Occidentalism - Buruma


The meaning of occidentalism is related to orientalism; it is basically the hatred or hateful stereotyping of the West. How the West is defined has changed depending on the year and the context but it is often typified by France, America, the Anglosphere, or all of them combined and more. This book seeks to explore the history of the concept and give us a better understanding of modern manifestations of it.

The book wasn’t arranged chronologically, but that is how I’ll address the topic. Occidentalism began in Germany in the late 18th century, when England and France were fast modernizing and liberalizing while Germany had not reached it’s final unification and was still quite medieval. Writers at the time accused the West of worshiping money, having no values, no love of country, and basically being morally inferior to the German spirit.

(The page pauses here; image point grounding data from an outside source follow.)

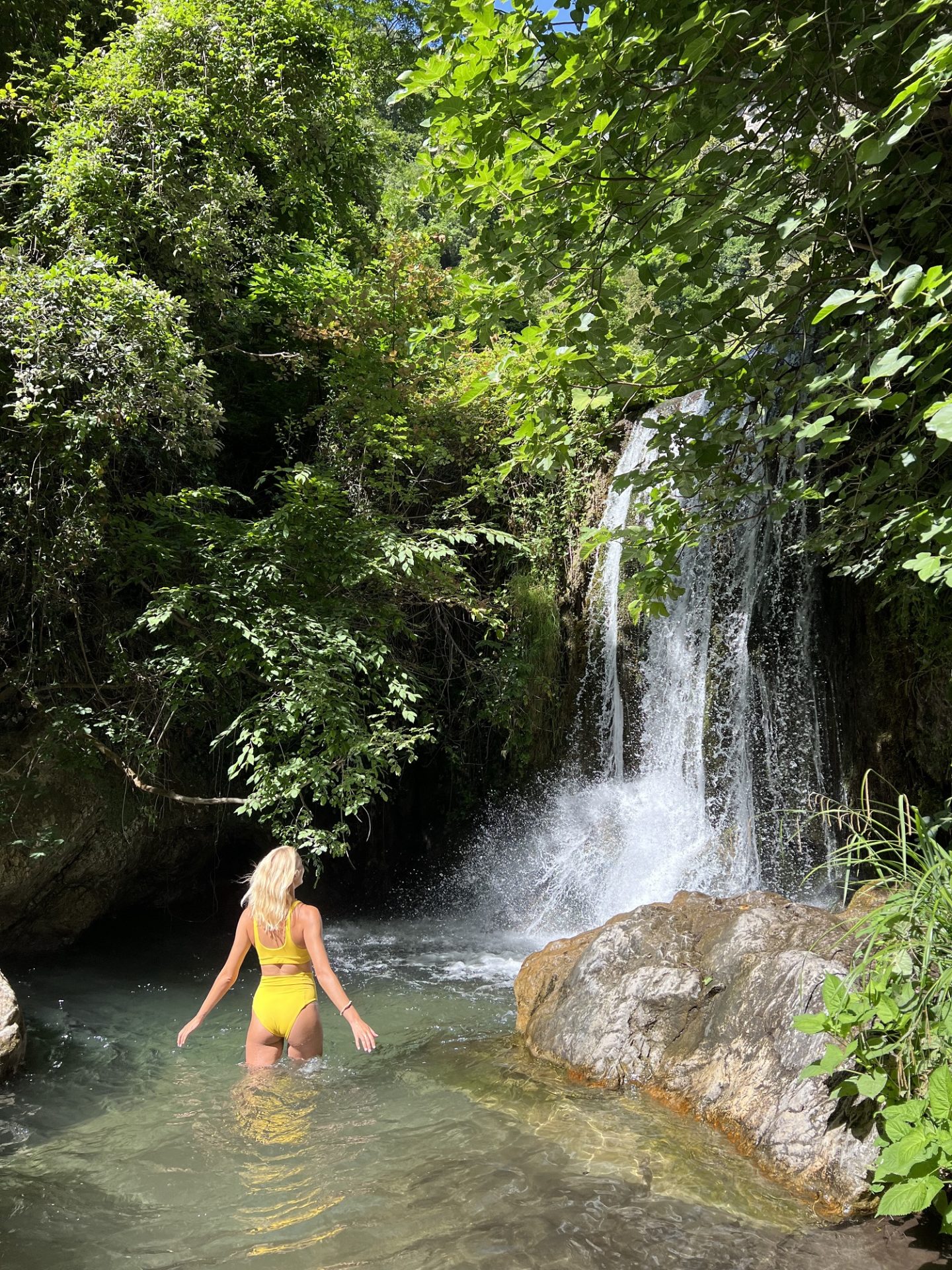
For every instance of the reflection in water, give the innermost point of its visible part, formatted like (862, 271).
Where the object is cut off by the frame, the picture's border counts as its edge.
(278, 1108)
(450, 1148)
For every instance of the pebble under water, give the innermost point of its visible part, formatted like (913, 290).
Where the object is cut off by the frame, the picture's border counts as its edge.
(448, 1148)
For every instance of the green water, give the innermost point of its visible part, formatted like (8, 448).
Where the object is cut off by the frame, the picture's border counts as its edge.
(447, 1148)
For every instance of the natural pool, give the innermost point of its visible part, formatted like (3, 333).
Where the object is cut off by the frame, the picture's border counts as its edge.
(447, 1148)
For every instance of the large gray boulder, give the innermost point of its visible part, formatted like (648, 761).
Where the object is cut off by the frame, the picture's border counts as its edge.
(13, 1035)
(694, 1001)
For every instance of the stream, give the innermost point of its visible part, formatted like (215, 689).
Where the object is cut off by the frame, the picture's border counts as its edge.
(450, 1147)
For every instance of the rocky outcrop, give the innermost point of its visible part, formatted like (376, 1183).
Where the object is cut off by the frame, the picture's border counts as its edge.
(13, 1035)
(80, 842)
(694, 1000)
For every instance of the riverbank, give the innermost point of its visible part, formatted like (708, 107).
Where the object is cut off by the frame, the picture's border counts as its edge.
(451, 1147)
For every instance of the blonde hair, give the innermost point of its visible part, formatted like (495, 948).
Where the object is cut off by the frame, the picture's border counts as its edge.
(270, 887)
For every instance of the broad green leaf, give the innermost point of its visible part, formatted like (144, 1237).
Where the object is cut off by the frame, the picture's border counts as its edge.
(910, 1197)
(941, 422)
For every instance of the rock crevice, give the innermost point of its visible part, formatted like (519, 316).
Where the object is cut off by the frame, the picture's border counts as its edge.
(13, 1035)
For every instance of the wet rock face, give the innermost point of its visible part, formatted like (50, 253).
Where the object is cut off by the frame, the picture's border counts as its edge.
(694, 1000)
(81, 843)
(13, 1037)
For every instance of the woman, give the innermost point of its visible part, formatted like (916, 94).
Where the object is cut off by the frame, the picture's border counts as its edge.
(287, 937)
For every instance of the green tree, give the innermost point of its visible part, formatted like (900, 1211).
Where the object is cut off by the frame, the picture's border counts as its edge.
(649, 143)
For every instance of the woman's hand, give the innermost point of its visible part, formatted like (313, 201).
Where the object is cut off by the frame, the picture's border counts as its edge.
(187, 1031)
(365, 1035)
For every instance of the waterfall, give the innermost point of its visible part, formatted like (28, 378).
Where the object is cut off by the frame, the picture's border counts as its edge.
(703, 734)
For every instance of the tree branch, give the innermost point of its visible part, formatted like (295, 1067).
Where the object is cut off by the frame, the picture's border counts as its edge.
(190, 799)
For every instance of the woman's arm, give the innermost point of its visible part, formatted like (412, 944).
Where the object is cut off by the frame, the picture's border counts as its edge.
(225, 978)
(365, 1037)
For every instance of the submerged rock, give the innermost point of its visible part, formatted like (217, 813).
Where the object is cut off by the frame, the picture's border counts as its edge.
(695, 1000)
(13, 1035)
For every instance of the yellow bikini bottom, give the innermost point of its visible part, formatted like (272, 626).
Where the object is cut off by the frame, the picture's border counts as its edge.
(281, 999)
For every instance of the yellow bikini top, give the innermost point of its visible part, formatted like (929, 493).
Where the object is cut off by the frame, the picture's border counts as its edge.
(288, 952)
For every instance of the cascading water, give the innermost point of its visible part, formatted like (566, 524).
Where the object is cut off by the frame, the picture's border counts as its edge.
(713, 727)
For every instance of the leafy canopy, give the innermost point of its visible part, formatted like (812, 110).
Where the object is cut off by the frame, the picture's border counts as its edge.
(649, 143)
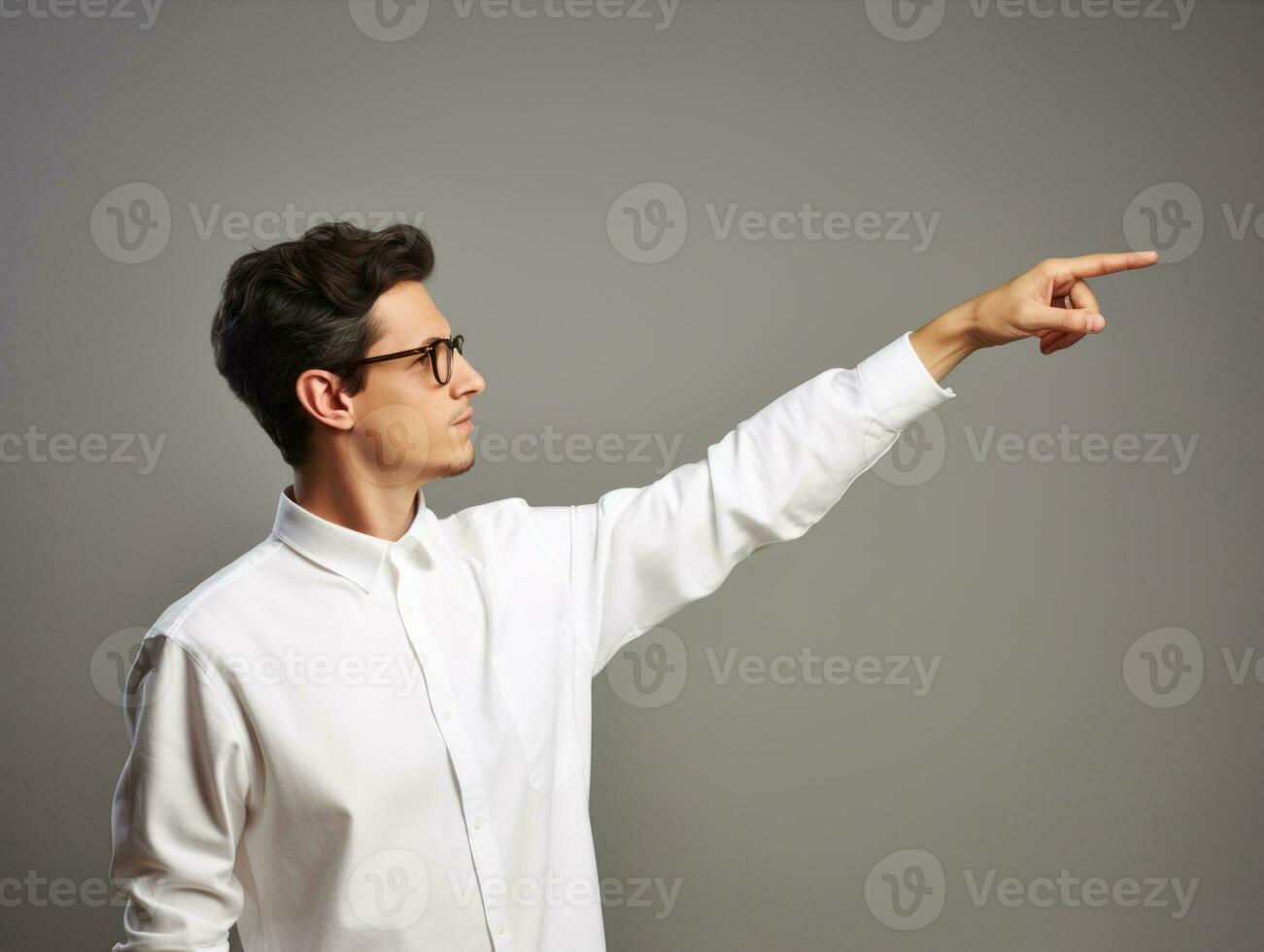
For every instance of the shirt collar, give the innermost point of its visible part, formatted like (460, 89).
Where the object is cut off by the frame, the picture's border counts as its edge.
(353, 555)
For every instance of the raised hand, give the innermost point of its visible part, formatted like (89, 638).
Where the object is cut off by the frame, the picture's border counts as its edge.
(1052, 301)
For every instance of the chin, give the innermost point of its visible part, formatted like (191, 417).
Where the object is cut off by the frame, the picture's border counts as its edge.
(461, 461)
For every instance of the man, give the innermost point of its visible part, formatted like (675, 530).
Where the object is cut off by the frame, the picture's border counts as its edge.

This attitude was later emulated in Russia which was a bit later to develop. Ironically, the pattern seems to be that there is a conversation going on in these countries about the trade-off that modernization offers, and modernization always wins. Russia ended up giving communism a good try which was pitched as a way to modernize without the perceived drawbacks that were seen in the West, but eventually gave up on that. Japan also had this struggle and during the Meiji Restoration there were many discussions about trying not to lose too much of the ancient Japanese culture. They seem to have struck a good balance. China went totally in for the communist idea and deliberately stomped out as much ancient culture as they could which was an utter failure. Now they seem to be following Japan’s model of economic liberalism with cultural conservatism and adding techno-fascism.

The book’s main concern, though, being that it was published in 2005, is the trend of occidentalism in worldwide Islam and the growth of fundamentalism as a backlash. These extremists’ most hated enemy is the United States and the West, but even local government officials in their countries, like in Egypt or Pakistan, are seen is serious enemies. To the extremists, to even have laws and a government outside of Sharia is a form of idolatry.

This book feels a bit out-dated but it was worth the read. The author does a good job of zooming out and putting these movements into perspective. The movement feels very much like the change from hunter-gatherers to agriculturalists. Most must have scoffed at it at the time, but the agriculturalists were too strong and grew too fast. Hunter-gatherers had no choice but to either join them or live in poverty in the mountains. It will be interesting to see if the Islamists like those who came before them turn into what they hate, the West.